Il est trop tard. Ils sont déjà là, devant une petite tente
qui ne ressemble pas aux autres. Il arrive à temps pour entendre Methos
réclamer son dû. Silas l'a trouvé le premier, mais ce n'était
pas son tour, et il s'incline avec grâce devant la requête de leur
frère. Silas s'écarte un peu tandis que Methos pénètre
dans la tente, laissant à Caspian le champ libre pour voir leur frère
lever lentement le bras, l'abaisser enfin.
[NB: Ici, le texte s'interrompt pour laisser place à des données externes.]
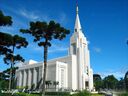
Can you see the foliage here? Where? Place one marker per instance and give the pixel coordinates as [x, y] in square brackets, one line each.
[4, 77]
[4, 84]
[110, 82]
[5, 20]
[126, 80]
[44, 33]
[58, 93]
[82, 93]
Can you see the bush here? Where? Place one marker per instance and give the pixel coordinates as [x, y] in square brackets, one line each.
[25, 94]
[58, 93]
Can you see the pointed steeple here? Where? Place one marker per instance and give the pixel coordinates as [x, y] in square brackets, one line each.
[77, 22]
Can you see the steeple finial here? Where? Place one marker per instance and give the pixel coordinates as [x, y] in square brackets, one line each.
[77, 10]
[77, 23]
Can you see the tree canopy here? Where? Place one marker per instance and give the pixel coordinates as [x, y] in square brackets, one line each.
[44, 33]
[5, 20]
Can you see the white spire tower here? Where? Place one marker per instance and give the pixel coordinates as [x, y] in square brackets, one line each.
[77, 23]
[79, 48]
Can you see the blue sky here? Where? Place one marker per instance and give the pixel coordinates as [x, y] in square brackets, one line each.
[104, 23]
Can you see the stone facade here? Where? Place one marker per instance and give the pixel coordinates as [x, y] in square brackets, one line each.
[72, 71]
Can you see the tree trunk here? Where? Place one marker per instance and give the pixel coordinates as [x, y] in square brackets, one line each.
[45, 68]
[11, 69]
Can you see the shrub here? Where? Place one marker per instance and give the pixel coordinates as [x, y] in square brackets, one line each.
[82, 93]
[58, 93]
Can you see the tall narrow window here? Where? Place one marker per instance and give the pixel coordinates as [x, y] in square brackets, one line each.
[74, 48]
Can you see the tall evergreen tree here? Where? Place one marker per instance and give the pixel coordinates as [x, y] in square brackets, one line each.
[4, 37]
[44, 33]
[8, 43]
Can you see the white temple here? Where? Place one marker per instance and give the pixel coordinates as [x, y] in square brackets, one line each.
[72, 71]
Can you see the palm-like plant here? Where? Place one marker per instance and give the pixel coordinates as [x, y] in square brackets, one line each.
[44, 33]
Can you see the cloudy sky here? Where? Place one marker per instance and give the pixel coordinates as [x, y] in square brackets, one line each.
[104, 23]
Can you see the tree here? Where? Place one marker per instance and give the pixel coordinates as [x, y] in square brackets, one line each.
[4, 37]
[44, 33]
[110, 82]
[97, 81]
[4, 77]
[15, 42]
[126, 80]
[55, 83]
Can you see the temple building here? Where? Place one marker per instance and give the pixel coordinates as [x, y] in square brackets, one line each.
[71, 72]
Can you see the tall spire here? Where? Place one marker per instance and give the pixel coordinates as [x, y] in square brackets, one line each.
[77, 23]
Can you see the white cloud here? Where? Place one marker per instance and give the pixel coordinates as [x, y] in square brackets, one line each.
[53, 49]
[57, 49]
[29, 15]
[117, 73]
[97, 49]
[63, 18]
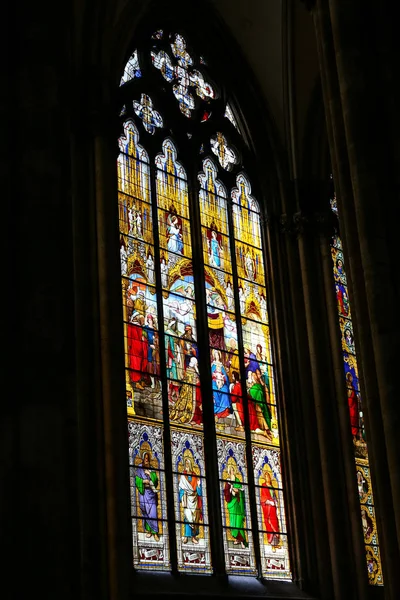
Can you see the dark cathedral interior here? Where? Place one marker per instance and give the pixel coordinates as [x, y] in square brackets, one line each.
[300, 99]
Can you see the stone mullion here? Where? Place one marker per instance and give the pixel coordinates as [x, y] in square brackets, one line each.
[296, 475]
[356, 284]
[318, 554]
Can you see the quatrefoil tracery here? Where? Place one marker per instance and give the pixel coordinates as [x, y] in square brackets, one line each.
[182, 78]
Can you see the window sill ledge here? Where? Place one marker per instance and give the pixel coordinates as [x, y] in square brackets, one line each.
[163, 585]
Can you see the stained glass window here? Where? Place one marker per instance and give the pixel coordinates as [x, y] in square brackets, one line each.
[356, 413]
[200, 380]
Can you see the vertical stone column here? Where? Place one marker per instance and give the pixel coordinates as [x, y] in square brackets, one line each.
[325, 405]
[358, 140]
[114, 426]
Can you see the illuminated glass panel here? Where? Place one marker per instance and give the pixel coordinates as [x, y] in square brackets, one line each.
[354, 400]
[151, 119]
[132, 69]
[259, 372]
[229, 115]
[181, 352]
[186, 79]
[219, 243]
[160, 240]
[142, 362]
[226, 155]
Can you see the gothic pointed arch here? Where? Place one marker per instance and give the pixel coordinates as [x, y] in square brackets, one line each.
[203, 405]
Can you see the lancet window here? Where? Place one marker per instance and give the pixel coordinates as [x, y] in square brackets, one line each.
[356, 412]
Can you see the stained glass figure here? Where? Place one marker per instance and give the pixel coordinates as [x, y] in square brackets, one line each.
[165, 355]
[356, 413]
[229, 115]
[132, 69]
[227, 157]
[181, 73]
[238, 541]
[148, 498]
[271, 513]
[190, 501]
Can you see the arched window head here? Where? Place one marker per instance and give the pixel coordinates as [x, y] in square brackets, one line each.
[203, 413]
Il n'y a pas d'éclairs. Pas de déferlement soudain d'énergie
à travers leurs corps. La lame s'est arrêtée à mi-chemin.
Si Methos n'en veut pas, Caspian entend bien réclamer cette vie. Il s'approche,
ignore Silas et entre à son tour.
A leurs pieds gisent deux formes allongées, une grande et à ses
côtés une autre beaucoup plus petite, enveloppées dans de
grandes étoffes sombres que serrent des cordelettes de cuir. La mort
flotte autour d'eux et pénètre leurs poumons à chaque inspiration.
Au dessus des deux corps déjà en décomposition se penche
la frêle silhouette d'un adolescent.
Caspian est sur le point de demander ce nouveau jouet à son frère
lorsque l'enfant lève la tête et les fixe de ses yeux pâles.
Caspian perçoit alors ce que son frère a vu avant lui. Il n'y
a rien dans ce regard, rien qu'un vide infini qui semble aspirer ce qui l'entoure.
Il lutte pour conserver son âme irrésistiblement attirée,
pour ne pas plonger lui aussi dans les yeux trop clairs.
Il a vécu longuement, ne se préoccupant que de son plaisir, sans
soucis aucun. Et pour la première fois, il se trouve face à la
mort. Pas celle qu'il impose aux autres, mais la sienne. Celle des leurs, mais
surtout la sienne. Un jour viendra peut-être où la vie s'éteindra
en lui comme en l'enfant qui leur fait face, où la lassitude sera trop
grande et ne laissera de lui qu'une coque vide. Et même si ce jour n'arrive
jamais, il n'est immortel qu'en apparence. Il ne sera pas le dernier, il le
sait, et la vie lui sera un jour arrachée.
Caspian contemple sa mort, et cette nouvelle conscience de soi ne lui plait
guère. Il recule de deux pas, et laisse Methos seul face à l'adolescent.
Il ignore quelles sont les raisons de son frère pour l'épargner,
mais lui n'en veut plus. Il n'éprouvera aucun plaisir à martyriser
ce corps vide. Et il refuse absolument de laisser cette absence d'être
le pénétrer, il ne veut pas de mort rôdant dans son esprit.
Methos s'anime soudain, lève à nouveau le bras et l'abat avec
force sur le visage tourné vers eux. L'enfant s'écroule sur les
corps, inconscient.
Caspian ignore depuis combien de jours l'adolescent se tenait là, attendant patiemment la mort qui se dérobe. Mais aujourd'hui encore, la Mort n'a pas voulu de lui.